This was not done out of simple concern for his safety, a justifiable reason to be sure and one I'm sure was a factor. Instead, I heard him explain that they should stop and let the cars take a turn for a while so they didn't have to keep waiting. He was using this as an opportunity to teach his son some simple and valuable lessons. Taking turns is good. Sharing -- both in space and time -- is the right thing to do. Deferring to others is both kind and generous. It seemed to me he was being an unequivocally good father in that moment.
And I disagreed with it. Here's why.
This is not intended as a parenting screed. That way lies madness. For one, I'm unqualified. I have no children, so no one wants to hear my philosophies on child rearing. Would anyone really want that even if I did have kids? This is more about a philosophical approach to the world. As I said above, I think the lessons the father was trying to teach were good ones -- ones I support fully and would teach to tiny humans if I ever have any.
Okay, Carry On
I just wouldn't have used that opportunity to do it. Instead, I looked at that pedestrian crossing as one of the relatively few places where we give people on foot an advantage. I might point out that cars can travel much, much faster than people on foot, and that their occupants are sitting comfortably in a climate controlled setting so waiting a bit isn't a big deal. I would also emphasize that cars are much more dangerous to those walking than the other way around, and that the safest car is one that's not moving. That's why we have laws that say when there's an intersection, whether with traffic signals, striped or not, cars must stop and wait for people to cross. I'd also say that when we're back in our car, it will be our turn to wait. There's still a lesson in taking turns, just a slightly different one.
As I looked once more at the pathways in the arboretum via Google Maps, it seems there are some relatively easy ways the number of intersections could be further minimized. In an ideal world, we'd spend the money to create truly separate paths for cars and people to ensure the risk of collision is even lower than it already is. Most of the problems between pedestrians and cars are design problems, after all. But it's not an ideal world, and I'll live with the fact that at least the law says we must yield pedestrians the right of way.

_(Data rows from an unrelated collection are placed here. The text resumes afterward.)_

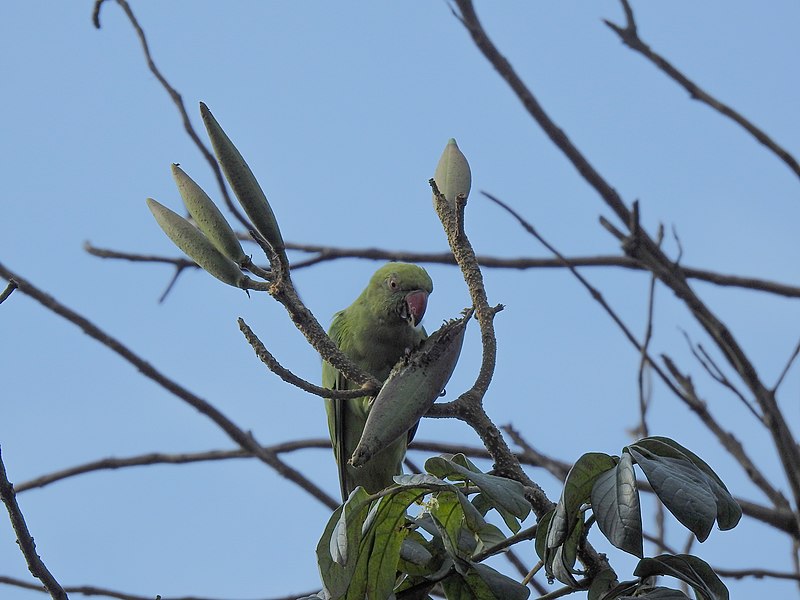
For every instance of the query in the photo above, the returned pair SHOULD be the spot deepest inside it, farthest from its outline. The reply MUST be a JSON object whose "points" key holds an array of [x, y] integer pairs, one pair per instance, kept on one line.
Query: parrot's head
{"points": [[401, 290]]}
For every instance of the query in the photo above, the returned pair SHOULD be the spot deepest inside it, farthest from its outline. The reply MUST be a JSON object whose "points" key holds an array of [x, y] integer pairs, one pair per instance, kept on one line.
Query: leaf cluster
{"points": [[371, 548], [607, 486]]}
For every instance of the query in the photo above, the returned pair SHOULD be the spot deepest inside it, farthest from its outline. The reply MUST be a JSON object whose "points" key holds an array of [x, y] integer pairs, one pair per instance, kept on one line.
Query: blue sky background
{"points": [[342, 110]]}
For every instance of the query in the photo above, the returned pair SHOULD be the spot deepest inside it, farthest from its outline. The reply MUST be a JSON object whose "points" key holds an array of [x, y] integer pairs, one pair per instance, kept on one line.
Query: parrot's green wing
{"points": [[333, 379]]}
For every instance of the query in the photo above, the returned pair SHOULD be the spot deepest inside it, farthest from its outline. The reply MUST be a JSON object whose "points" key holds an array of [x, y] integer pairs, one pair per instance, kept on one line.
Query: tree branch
{"points": [[630, 37], [329, 253], [177, 99], [93, 590], [24, 539], [243, 439], [642, 248]]}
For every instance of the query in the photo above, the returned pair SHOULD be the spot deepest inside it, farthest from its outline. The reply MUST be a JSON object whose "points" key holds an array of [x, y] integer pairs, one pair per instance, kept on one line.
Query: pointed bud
{"points": [[196, 246], [208, 217], [411, 389], [452, 176], [244, 183]]}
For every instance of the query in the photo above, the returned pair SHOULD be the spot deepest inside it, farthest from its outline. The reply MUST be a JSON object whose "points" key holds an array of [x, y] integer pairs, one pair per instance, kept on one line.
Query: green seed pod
{"points": [[452, 176], [208, 217], [411, 389], [243, 183], [196, 246]]}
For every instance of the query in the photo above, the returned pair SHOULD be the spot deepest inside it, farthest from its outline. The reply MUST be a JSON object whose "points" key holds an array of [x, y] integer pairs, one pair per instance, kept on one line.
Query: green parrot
{"points": [[375, 332]]}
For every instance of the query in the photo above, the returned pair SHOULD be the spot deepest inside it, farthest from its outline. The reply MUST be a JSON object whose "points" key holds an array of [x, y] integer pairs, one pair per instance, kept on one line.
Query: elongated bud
{"points": [[411, 389], [208, 217], [244, 183], [196, 246], [453, 176]]}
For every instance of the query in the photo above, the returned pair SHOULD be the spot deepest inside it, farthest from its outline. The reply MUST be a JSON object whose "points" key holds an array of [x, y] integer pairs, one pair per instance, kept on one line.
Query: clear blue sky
{"points": [[342, 110]]}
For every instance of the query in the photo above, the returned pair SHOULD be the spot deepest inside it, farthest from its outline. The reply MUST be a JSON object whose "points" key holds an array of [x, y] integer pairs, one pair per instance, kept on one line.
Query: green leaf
{"points": [[683, 489], [728, 510], [505, 493], [658, 593], [411, 389], [414, 554], [577, 490], [422, 480], [484, 505], [615, 504], [501, 586], [449, 515], [564, 556], [601, 583], [337, 550], [388, 531], [617, 591], [694, 571], [541, 535], [481, 582]]}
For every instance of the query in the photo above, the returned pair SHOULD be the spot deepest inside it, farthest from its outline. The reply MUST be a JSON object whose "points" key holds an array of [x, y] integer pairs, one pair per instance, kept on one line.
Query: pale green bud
{"points": [[196, 246], [452, 176], [244, 183], [208, 217]]}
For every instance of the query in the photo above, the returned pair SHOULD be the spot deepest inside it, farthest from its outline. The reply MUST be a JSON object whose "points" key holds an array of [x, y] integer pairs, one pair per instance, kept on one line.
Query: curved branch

In the grand scheme of things, the man teaching his son to wait for the cars was a small moment, one not worth splitting hairs over. But lots of small moments add up over time and shape how we collectively see the world. I've said before that as someone who walks almost everywhere all the time, cars are by far the scariest part of living where I do. We have over 4,700 pedestrian fatalities a year in this country, a number I think is unacceptably high for something we have much more control over than we are often willing to admit. Any time we get better at deferring to those on foot is an opportunity to drive that number down.